The focus of the most effective training program personal trainers design should be on the movement, not the muscles. This is why you might see the bear crawl performed frequently in the best training gyms. The bear crawl, a complete bodyweight movement, packs a big punch, working on strength, mobility, and stability.

Unfortunately, this extremely beneficial exercise gets botched far too often by trainers coaching incorrect form or prioritizing speed over technique. When done correctly, the bear crawl challenges your core as well as overall time under tension on your muscles. I can think of few better exercises that offer such a low-risk, high-reward ratio than the bear crawl.

Aside from the physical challenge, the bear crawl also increases body awareness, propioception, coordination, and even sharpens cognitive skills. What looks easy at first glance, is often more challenging for some who have never done a bear crawl. Don’t be surprised if your clients struggle to do this movement at first as is something that they are not familiar with. Take it slow and be patient.

Bear Crawl Benefits

While the bear crawl is primarily a total body, metabolic exercise involving all the major muscle groups, there is an increased need to resist movement from the back and hips while the limbs perform the movement, making this an excellent anterior core exercise (your torso has to resist twisting or turning). The bear crawl also improves both mobility in the shoulder and stability in the scapulae making this a great shoulder-friendly exercise.

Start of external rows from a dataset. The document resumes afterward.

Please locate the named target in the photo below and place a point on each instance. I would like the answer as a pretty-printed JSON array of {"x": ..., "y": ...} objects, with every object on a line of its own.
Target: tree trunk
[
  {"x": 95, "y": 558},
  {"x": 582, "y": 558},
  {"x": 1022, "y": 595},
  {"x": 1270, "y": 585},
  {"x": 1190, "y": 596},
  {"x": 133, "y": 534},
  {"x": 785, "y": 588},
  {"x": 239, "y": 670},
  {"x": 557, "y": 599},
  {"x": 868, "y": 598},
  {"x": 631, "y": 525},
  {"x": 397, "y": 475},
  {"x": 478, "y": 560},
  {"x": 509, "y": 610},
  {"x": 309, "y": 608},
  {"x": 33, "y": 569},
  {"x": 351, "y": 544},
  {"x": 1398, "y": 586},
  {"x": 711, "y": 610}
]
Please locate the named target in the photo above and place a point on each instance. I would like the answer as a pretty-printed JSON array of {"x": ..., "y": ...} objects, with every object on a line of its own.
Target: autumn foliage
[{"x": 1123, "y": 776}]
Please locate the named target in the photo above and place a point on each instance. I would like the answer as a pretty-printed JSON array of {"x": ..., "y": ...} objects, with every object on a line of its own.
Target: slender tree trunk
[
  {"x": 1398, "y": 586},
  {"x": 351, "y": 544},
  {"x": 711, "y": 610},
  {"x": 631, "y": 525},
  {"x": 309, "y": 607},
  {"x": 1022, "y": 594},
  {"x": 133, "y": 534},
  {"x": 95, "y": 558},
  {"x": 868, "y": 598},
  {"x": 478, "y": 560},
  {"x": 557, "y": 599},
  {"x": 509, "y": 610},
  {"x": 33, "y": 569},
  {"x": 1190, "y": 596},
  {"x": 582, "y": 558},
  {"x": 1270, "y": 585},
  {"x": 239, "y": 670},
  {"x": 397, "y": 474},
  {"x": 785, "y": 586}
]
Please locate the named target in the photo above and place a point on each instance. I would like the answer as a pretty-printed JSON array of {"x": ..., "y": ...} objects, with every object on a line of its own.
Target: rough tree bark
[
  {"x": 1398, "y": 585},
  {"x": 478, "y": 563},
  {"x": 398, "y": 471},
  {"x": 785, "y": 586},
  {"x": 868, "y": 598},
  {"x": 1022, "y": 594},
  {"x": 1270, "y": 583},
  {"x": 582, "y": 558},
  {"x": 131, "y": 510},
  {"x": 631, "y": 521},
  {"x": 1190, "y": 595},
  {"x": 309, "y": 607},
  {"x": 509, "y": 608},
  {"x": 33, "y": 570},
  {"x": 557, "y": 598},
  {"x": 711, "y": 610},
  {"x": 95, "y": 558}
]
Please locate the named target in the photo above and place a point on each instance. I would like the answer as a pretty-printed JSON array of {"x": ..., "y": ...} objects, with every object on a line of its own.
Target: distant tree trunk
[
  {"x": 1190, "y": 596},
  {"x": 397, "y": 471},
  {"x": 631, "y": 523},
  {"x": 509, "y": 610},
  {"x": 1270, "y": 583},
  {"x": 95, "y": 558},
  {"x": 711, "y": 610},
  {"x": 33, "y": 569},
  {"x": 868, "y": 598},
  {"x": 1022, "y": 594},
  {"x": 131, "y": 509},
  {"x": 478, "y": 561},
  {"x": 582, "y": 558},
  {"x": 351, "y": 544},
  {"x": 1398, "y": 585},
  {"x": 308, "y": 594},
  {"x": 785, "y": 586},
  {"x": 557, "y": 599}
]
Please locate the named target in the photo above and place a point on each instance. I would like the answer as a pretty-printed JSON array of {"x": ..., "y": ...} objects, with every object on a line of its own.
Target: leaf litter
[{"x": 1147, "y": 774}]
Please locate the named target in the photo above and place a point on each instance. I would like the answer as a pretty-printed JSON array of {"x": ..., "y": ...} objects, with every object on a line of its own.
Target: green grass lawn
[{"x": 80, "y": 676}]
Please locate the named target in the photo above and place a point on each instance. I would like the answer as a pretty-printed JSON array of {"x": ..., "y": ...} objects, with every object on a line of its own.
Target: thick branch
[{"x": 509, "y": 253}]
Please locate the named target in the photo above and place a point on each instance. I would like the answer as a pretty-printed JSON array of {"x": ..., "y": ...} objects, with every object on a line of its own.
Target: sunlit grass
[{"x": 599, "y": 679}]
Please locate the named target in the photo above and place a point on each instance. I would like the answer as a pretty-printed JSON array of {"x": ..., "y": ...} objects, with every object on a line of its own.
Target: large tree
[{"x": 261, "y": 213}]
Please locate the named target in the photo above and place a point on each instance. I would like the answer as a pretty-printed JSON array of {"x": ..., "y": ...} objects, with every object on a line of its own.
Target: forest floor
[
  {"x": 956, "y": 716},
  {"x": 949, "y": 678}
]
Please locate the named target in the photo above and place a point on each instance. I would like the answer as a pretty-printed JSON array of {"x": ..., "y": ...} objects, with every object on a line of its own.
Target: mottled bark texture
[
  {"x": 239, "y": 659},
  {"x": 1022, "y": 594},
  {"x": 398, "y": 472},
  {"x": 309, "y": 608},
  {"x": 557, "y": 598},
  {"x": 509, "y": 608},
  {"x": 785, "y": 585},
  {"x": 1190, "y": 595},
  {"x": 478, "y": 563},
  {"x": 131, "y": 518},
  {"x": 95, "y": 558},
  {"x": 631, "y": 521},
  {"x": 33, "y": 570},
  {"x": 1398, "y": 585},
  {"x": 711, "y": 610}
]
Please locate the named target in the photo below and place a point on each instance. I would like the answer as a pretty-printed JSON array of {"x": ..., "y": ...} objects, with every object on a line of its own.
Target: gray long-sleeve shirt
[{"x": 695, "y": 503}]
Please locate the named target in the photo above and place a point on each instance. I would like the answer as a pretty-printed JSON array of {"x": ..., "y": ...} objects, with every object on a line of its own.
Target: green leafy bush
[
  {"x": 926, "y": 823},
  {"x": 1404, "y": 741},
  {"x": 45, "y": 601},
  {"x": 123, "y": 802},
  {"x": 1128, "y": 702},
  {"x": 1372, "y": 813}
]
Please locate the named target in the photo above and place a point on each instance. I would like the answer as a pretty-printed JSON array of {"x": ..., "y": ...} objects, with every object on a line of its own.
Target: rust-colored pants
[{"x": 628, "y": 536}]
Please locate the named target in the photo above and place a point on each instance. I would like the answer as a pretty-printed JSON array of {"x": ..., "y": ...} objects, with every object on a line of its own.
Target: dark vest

Additionally, the quadriceps take on some of the load while moving forward, forced to maintain different degrees of flexion. This anti-extension force performed by the core in an effort to stabilize the lumbar spine, may result in the “lower abs” feeling sore and worked the next day. (It’s really your psoas!)

How To Do It Right

Start out in a quadruped position on all fours with hands under shoulders, knees bent under hips, and toes curled towards you. Lift your knees 1-2 inches off the ground; from there, you are ready to move. Without moving your spine or swaying the hips, move your opposite arm and leg at the same time; perform short steps and hold each step for 2 seconds to keep your form in check. Aim to crawl 15-20 feet and then turn around and go back. 

Use Kinesthetic Cues

Controlling the spine and the hips should be the main focus when doing Bear Crawls. When starting to teach this exercise, require the client to balance an object on their lower back (I like to use a yoga block) which will force them to own the movement and control their body, otherwise the object will fall off their back.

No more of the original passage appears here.